Sie sind des Zürchers liebstes Ärgernis: Die Baustellen. Tagesanzeiger.ch stellt die fünf nervigsten Exemplare der Stadt vor.

Morgen Samstag wird mit der Kreuzung Rämistrasse/Gloriastrasse ein wichtiger Verkehrsknotenpunkt aufgerissen und vollständig für Trams und Autos gesperrt. Damit erhält Zürich eine weitere Baustelle. Und diese sind des Zürchers liebstes Ärgernis, darin sind sich ausnahmsweise sogar Auto- und Velofahrer einig. Obschon niemand die Notwendigkeit von Bauarbeiten bestreitet – die Verkehrsteilnehmer kosten vor allem jene Sanierungen auf den grossen Achsen Zeit und Nerven.

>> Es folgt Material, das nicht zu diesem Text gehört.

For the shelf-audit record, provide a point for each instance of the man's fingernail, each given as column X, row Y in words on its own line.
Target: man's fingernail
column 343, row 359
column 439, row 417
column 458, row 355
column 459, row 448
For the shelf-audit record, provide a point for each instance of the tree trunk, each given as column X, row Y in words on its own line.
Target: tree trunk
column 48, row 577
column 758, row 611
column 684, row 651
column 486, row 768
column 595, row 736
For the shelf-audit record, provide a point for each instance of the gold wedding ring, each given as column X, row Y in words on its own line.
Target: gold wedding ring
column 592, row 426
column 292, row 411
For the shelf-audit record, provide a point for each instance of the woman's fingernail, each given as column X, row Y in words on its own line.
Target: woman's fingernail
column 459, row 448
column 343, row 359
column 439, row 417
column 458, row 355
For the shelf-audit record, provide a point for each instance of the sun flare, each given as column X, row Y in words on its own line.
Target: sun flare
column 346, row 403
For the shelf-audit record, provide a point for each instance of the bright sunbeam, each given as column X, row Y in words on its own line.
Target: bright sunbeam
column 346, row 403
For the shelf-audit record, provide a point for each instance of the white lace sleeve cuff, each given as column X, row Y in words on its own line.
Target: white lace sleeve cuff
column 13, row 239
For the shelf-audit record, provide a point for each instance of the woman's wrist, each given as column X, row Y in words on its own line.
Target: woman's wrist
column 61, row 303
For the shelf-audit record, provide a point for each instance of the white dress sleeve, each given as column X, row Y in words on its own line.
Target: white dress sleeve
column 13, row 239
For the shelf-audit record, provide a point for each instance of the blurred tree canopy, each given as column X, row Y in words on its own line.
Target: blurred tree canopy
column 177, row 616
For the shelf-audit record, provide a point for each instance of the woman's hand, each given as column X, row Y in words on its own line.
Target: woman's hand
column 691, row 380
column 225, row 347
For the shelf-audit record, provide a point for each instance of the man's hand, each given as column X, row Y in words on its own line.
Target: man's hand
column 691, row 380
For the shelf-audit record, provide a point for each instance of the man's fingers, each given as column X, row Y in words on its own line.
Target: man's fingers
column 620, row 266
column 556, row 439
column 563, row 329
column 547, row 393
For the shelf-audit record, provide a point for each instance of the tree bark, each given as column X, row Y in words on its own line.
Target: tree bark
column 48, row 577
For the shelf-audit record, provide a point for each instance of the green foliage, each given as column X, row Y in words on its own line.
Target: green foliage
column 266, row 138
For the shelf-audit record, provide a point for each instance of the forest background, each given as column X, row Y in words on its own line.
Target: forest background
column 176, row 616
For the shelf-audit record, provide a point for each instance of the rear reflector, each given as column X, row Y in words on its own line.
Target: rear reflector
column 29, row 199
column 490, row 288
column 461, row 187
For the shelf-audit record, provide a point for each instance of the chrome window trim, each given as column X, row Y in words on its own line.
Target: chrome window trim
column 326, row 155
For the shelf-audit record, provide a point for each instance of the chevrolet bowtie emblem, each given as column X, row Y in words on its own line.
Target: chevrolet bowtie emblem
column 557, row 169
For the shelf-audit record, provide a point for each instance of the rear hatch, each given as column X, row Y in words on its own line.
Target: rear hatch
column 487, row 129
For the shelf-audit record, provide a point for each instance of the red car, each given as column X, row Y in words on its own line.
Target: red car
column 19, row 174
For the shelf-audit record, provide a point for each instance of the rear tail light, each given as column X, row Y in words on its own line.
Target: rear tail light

Hier eine Auswahl der nervigsten Baustellen der Stadt:

  • Seit Mai 2009 wird die Weststrasse erneuert; seit August 2010 ist sie ganz gesperrt. Auch nach der Wiedereröffnung Ende 2011 bleibt sie für den Durchgangsverkehr zu.
  • Im Zug der Eröffnung der Westumfahrung wird auch die Birmensdorferstrasse saniert. Belag, Tramgleise und Rohre werden erneuert. Die Achse wird im Februar 2011 wieder für den Verkehr freigegeben.
  • An der Rämistrasse werden die Tramgleise und die Werkleitungen ersetzt, die Abwasserkanalisation und der Strassenbelag erneuert. Morgen Samstag wird für das Wochenende die Kreuzung Rämistrasse/Gloriastrasse gesperrt. Die Vorbereitungsarbeiten haben im September begonnen, die Bauarbeiten werden bis Ende Oktober 2011 dauern.
  • An der Pfingstweidstrasse entsteht eine neue Tramlinie, die beim Escher-Wyss-Platz beginnt und bis zum Bahnhof Altstetten führt: Der Spatenstich liegt schon über zwei Jahre zurück – und das Ende der Bauarbeiten ist noch mehr als ein Jahr entfernt. Die Einweihung des Tram Zürich West ist auf Dezember 2011 geplant.
  • Ein Gewaltsprojekt: Die Hardbrückeist mit 1,5 Kilometern die längste Baustelle der Stadt. Sie verfügt über fünf Auf- und sechs Abfahrten. Die Bauarbeiten dauern noch bis Ende 2011 an.